L’association Femmes Porteuses d’Espoir (FEPES) a pris part à l’atelier de plaidoyer pour mettre fin aux mariages d’enfants dans la Région du Nord les 15 et 16 avril 2026 à l’Hôtel Ribadou de Garoua. Cette rencontre, organisée par la Délégation Régionale de la Promotion de la Femme et la Famille du Nord en collaboration avec Plan International Cameroon et ses partenaires s’inscrit, dans le cadre du projet “Education sans délai: Programme Pluriannuel de Résilience (PPMR)”. Cet atelier a été un moment fort de mobilisation et de réflexion, où les acteurs institutionnels, communautaires et associatifs ont uni leurs voix pour dire non aux mariages d’enfants et renforcer la lutte contre les violences basées sur le genre (VBG).
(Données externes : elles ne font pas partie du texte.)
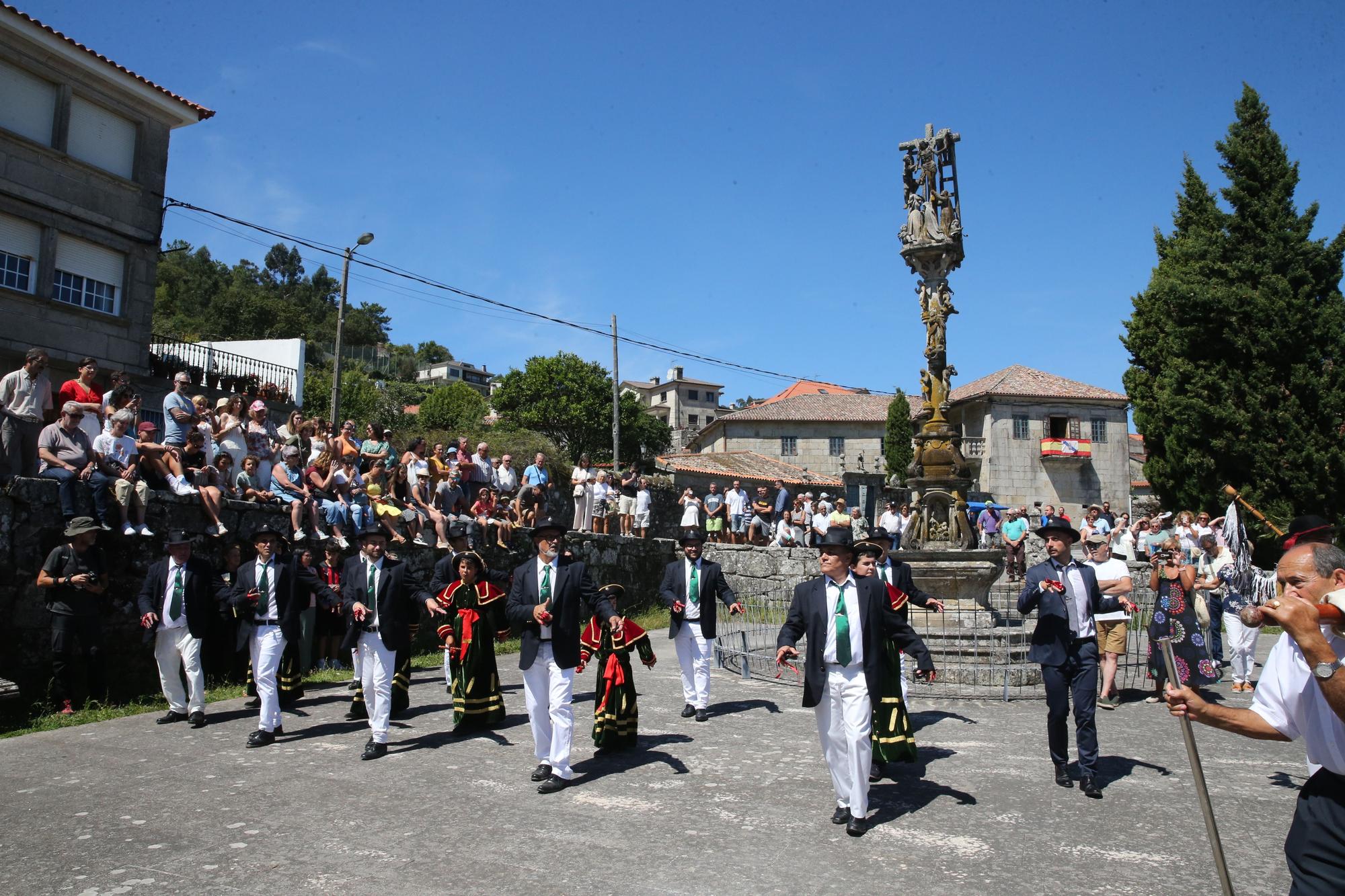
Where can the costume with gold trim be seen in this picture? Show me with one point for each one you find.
(615, 712)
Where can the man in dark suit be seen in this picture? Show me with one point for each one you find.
(845, 620)
(689, 588)
(178, 602)
(1065, 594)
(381, 599)
(270, 592)
(552, 599)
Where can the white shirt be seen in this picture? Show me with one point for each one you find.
(1292, 702)
(1083, 624)
(556, 569)
(173, 576)
(272, 610)
(1109, 571)
(692, 611)
(852, 611)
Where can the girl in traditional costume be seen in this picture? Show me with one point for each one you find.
(615, 710)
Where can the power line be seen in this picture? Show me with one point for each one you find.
(408, 275)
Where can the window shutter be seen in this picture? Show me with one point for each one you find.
(20, 237)
(29, 107)
(88, 260)
(102, 138)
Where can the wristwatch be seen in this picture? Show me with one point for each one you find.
(1325, 670)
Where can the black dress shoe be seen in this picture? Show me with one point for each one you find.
(552, 784)
(260, 737)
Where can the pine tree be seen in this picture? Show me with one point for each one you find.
(1238, 343)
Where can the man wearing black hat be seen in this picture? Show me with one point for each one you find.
(178, 600)
(845, 622)
(552, 599)
(270, 594)
(1066, 596)
(689, 588)
(381, 599)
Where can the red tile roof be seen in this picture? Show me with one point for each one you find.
(1019, 381)
(744, 464)
(202, 112)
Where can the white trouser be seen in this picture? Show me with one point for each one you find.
(845, 724)
(1241, 646)
(693, 653)
(268, 645)
(177, 649)
(548, 689)
(377, 667)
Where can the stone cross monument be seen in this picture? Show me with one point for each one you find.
(931, 245)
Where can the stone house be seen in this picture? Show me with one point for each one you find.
(84, 145)
(687, 405)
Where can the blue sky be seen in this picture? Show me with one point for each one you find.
(726, 177)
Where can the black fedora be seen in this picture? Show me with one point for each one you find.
(1059, 525)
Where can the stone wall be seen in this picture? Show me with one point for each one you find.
(30, 529)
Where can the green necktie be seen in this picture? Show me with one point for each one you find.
(843, 628)
(176, 604)
(264, 587)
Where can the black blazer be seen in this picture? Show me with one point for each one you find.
(294, 585)
(400, 600)
(1051, 639)
(204, 594)
(574, 600)
(712, 585)
(878, 620)
(446, 573)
Entre rigueur de la loi et leçons apprises de la crise socio-politique
Dès les premières interventions, les participants ont rappelé l’importance de l’article 356 du Code pénal camerounais, qui interdit et sanctionne sévèrement tout mariage forcé et plus particulièrement le mariage des enfants mineurs de 18 ans. Les discussions ont aussi mis en lumière les conséquences des crises socio-politiques sur l’éducation. À ce sujet, les participants ont bénéficié d’un partage d’expériences inspirantes du Sud-Ouest avec ses comités d’assistance aux survivants-es de VBG.

Une synergie d’acteurs et des stratégies innovantes sur le terrain
Les travaux ont permis de souligner le rôle central des maires, leaders religieux et des jeunes dans la lutte contre ce fléau d’une part. D’autre part, ils ont suscité des stratégies innovantes de lutte contre les mariages d’enfants portées par: les chefs religieux et traditionnels, les autorités territoriales, aux autorités administratives, les organisations de la société civile et les groupes de jeunes.
Des pistes concrètes pour agir dès maintenant
À la suite de ces constats, des recommandations concrètes ont été formulées pour orienter l’action immédiate. Il s’agit notamment de l’élaboration d’un canevas harmonisé de collecte de données sur les VBG et mariages d’enfants, du renforcement des capacités des jeunes, de l’implication accrue des leaders traditionnels et religieux, de la synergie renforcée entre OSC et communes, du renforcement de la multisectorialité pour réprimer les auteurs et accompagner la réinsertion des survivantes, ainsi que de la vulgarisation de la ligne verte d’assistance aux enfants.
Pérenniser l’impact : Vers des mécanismes régionaux et locaux
Mais au-delà de ces recommandations, des résolutions structurantes ont été adoptées pour garantir un suivi durable de cette activité. Les participants ont convenu de créer un gender desk régional auprès du Gouverneur, de mettre en place des comités locaux d’assistance aux survivants-es inspirés du modèle du Sud-Ouest, de déployer des espaces sûrs pour les jeunes afin de favoriser leur engagement civique, d’organiser des sessions régulières de renforcement de capacités adaptées aux réalités locales, de mobiliser davantage de ressources humaines, matérielles et financières, et de formaliser la collaboration entre OSC et communes pour une synergie durable et efficace.

FEPES, plus que jamais engagée aux côtés de ses partenaires
La présence de FEPES à cet atelier est encore venue témoigner de son fort engagement à œuvrer pour la lutte contre les mariages d’enfants en synergie avec les autres acteurs.